Why are whales getting tangled up in ropes?

Volunteers attempted to free the whale from ropes that were wrapped around it
- Published
A sperm whale which died on Monday after washing up on the island of Raasay had been entangled in ropes.
It was the latest in a series of whale entanglements off the Scottish coast in the last few months.
What is behind such incidents and how common are they?
What happened on Raasay?
The 15m-long (49ft) sperm whale was spotted off Skye last Thursday.
It was entangled in ropes, some of them trailing up to 20m (66ft) behind it.
Volunteers from wildlife charity British Divers Marine Life Rescue (BDMLR) managed to reach the whale in a small boat on Saturday.
They successfully freed it of five ropes, but others remained wrapped around its head.
On Monday, the whale was discovered stranded on the shoreline near Oskaig, on Raasay, a small island off Skye's east coast.
BDMLR said a rope was found tightly wrapped around the whale's mouth.
It said this would have prevented it from feeding and it was likely to have been malnourished for some time.
Sperm whales are a deep-diving species and prey on large squid.
BDMLR had hoped that, once free of all the remaining ropes, the whale would refloat on a rising tide. But it died later on Monday.

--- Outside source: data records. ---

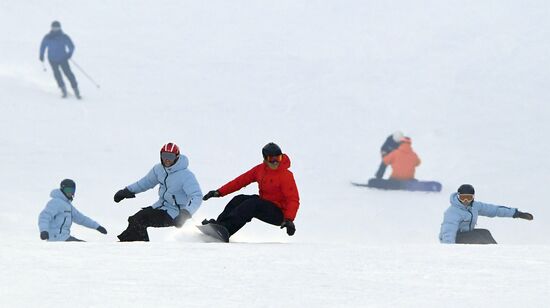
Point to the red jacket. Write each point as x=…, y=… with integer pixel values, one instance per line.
x=277, y=186
x=403, y=161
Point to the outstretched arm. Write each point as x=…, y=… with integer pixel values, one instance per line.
x=83, y=220
x=239, y=182
x=42, y=49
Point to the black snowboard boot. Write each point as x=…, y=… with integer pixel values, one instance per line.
x=77, y=93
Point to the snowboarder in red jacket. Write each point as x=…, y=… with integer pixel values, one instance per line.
x=277, y=202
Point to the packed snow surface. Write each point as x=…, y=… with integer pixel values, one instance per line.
x=326, y=80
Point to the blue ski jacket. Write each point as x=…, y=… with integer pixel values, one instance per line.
x=178, y=190
x=59, y=45
x=58, y=216
x=461, y=218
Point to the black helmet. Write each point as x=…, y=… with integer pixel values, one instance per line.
x=466, y=189
x=271, y=149
x=68, y=188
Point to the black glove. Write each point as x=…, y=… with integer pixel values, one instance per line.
x=123, y=194
x=210, y=194
x=523, y=215
x=290, y=228
x=102, y=230
x=181, y=218
x=44, y=235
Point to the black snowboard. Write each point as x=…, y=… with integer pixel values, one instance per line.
x=215, y=231
x=412, y=185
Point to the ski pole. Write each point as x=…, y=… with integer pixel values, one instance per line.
x=85, y=74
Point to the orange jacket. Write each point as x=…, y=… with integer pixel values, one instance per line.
x=403, y=161
x=277, y=186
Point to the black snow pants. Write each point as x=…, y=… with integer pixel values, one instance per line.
x=242, y=208
x=476, y=236
x=139, y=222
x=66, y=68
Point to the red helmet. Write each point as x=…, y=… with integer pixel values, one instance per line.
x=171, y=148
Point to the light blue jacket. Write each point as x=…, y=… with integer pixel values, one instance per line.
x=58, y=216
x=461, y=218
x=178, y=189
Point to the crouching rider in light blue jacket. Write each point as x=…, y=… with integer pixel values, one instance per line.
x=180, y=195
x=461, y=217
x=57, y=217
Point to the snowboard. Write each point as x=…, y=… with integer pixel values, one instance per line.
x=215, y=231
x=412, y=185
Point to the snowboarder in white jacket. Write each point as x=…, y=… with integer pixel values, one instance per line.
x=460, y=218
x=57, y=217
x=180, y=195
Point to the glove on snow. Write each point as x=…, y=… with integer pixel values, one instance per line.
x=210, y=194
x=290, y=228
x=123, y=194
x=44, y=235
x=523, y=215
x=102, y=230
x=181, y=218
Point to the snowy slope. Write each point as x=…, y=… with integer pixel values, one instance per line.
x=328, y=81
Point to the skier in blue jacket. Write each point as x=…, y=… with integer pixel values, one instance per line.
x=461, y=217
x=179, y=195
x=60, y=49
x=57, y=217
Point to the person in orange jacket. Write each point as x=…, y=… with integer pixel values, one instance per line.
x=277, y=203
x=403, y=161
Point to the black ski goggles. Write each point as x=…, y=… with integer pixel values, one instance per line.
x=168, y=156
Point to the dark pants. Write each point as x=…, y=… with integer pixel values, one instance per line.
x=139, y=222
x=242, y=208
x=476, y=236
x=64, y=65
x=381, y=169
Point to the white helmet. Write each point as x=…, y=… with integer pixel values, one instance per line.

Rescuers said it appeared to take its last breath moments after being disentangled.
Where might the rope have come from?

More ropes were removed from the whale after it was found stranded on Raasay
Entanglements can involve creel fishing gear or ghost gear - rope and nets that have been lost or abandoned by fishing boats.
A sperm whale that died after stranding on the Isle of Harris in November 2019 had a 100kg "litter ball" in its stomach.
Fishing nets, rope, packing straps, bags and plastic cups were among the items discovered in a compacted mass during an investigation by Scottish Marine Animal Strandings Scheme (Smass).
And a humpback whale that died after coming ashore near Thurso, in Caithness, in 2019 may have become entangled in fishing gear thousands of miles away.
Scientists who examined the carcass said it was tightly wrapped in creel rope.
A buoy attached to the rope had contact details for a fisherman in Nova Scotia, Canada.
Entanglements
SixHumpbacks are estimated to be involved in entanglements in Scottish waters each year
30The approximate number of minke whales involved in the same type of incidents annually
83%Of reported minke incidents, and 50% of humpback, involved creel lines
Are more whales getting entangled?
A humpback whale was freed from fish farm gear off Skye in January
Since Christmas, the Scottish Entanglement Alliance (Sea) has recorded five humpback entanglements - in addition to the incident involving the sperm whale.
Only one of the previous five died.
Of the others one was disentangled by BDMLR, two were freed by fishermen and one had no material on it but it did have scars on it suggesting it had been involved in a serious entanglement.
The project's co-ordinator Ellie MacLennan said: "It's unusual to see this number over such a short space of time."
She said the increase could be due to a number of reasons, including that whale populations are recovering following the end of commercial whaling in the 1980s.
- Published22 February 2024
Ms MacLennan said: "It could be their distribution is changing so they are moving more into inshore water where they are more likely to overlap with fishing gear.
"That might be down to prey availability and factors to do with climate change and warming seas."
She added: "This time of year we wouldn't expect to see humpbacks hanging around for so long.
"We know there have been humpbacks in the Inner Sound area of Skye since October last year.
"That's quite unusual."
Ms MacLennan said an incident in January when a humpback got into difficulty at a Skye fish farm was particularly unusual.
"An entanglement in a fish farm is very rare," she said.
"I think it was only the second one we've had in Scotland."
Can entanglements be prevented?
Fishermen rescued a humpback whale off Skye in February
The entanglement alliance has been working with the inshore fishing industry for a number of years to raise awareness.
It encourages people in the industry to report incidents and to find out how they might be able to assist in disentanglements through workshops.
Ms MacLennan said: "These animals can pose a financial threat to fishers if these whales take off with their gear or damage their gear."
It has also been working with the fishing industry on possible solutions.
Whales can become caught in rope that runs between shellfish creels on the seabed to a buoy on the surface.
Trials have been done using "ropeless creels" which have the main line in a container along with a buoy and these are lowered to the seabed with the creels.
The buoy is released electronically and rises to the surface, bringing the rope with it when the creels need to be retrieved.
The technology was developed initially for fisheries in the US and Canada where endangered North Atlantic right whales have died in entanglements.